8. A data channel deadlock prevention apparatus, comprising:

the first sending unit is used for receiving and responding to the service processing command through the channel processing module and sending a pre-application command to the memory module, wherein the pre-application command comprises data length information, source address information and destination address information;

the second sending unit is used for sending a read request to the multiplexing and demultiplexing module through the memory module when the data length information is smaller than or equal to a preset storage space, and storing the data length information, wherein the read request comprises the data length information and the source address information;

the data storage unit is used for storing target data included in the read confirmation information when the read confirmation information corresponding to the read request is received through the memory module;

and the third sending unit is used for sending a write request to the multiplexing and demultiplexing module through the memory module and sending the target data to the multiplexing and demultiplexing module so that the multiplexing and demultiplexing module sends the target data to a bus, and the write request comprises the data length information and the destination address information.
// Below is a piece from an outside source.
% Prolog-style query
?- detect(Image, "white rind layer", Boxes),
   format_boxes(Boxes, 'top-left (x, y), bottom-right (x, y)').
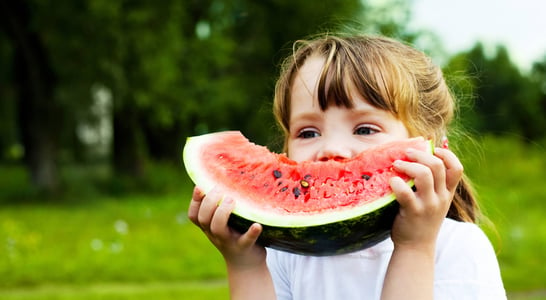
top-left (183, 132), bottom-right (434, 227)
9. A data channel deadlock prevention apparatus, comprising:

a processor;

a memory for storing executable instructions;

wherein the processor is configured to read the executable instructions from the memory and execute the executable instructions to implement the data channel deadlock prevention method according to any of the preceding claims 1-7.

10. A non-transitory computer readable storage medium, characterized in that the storage medium stores a computer program, which when executed by a processor causes the processor to implement the data channel deadlock prevention method according to any of the preceding claims 1-7.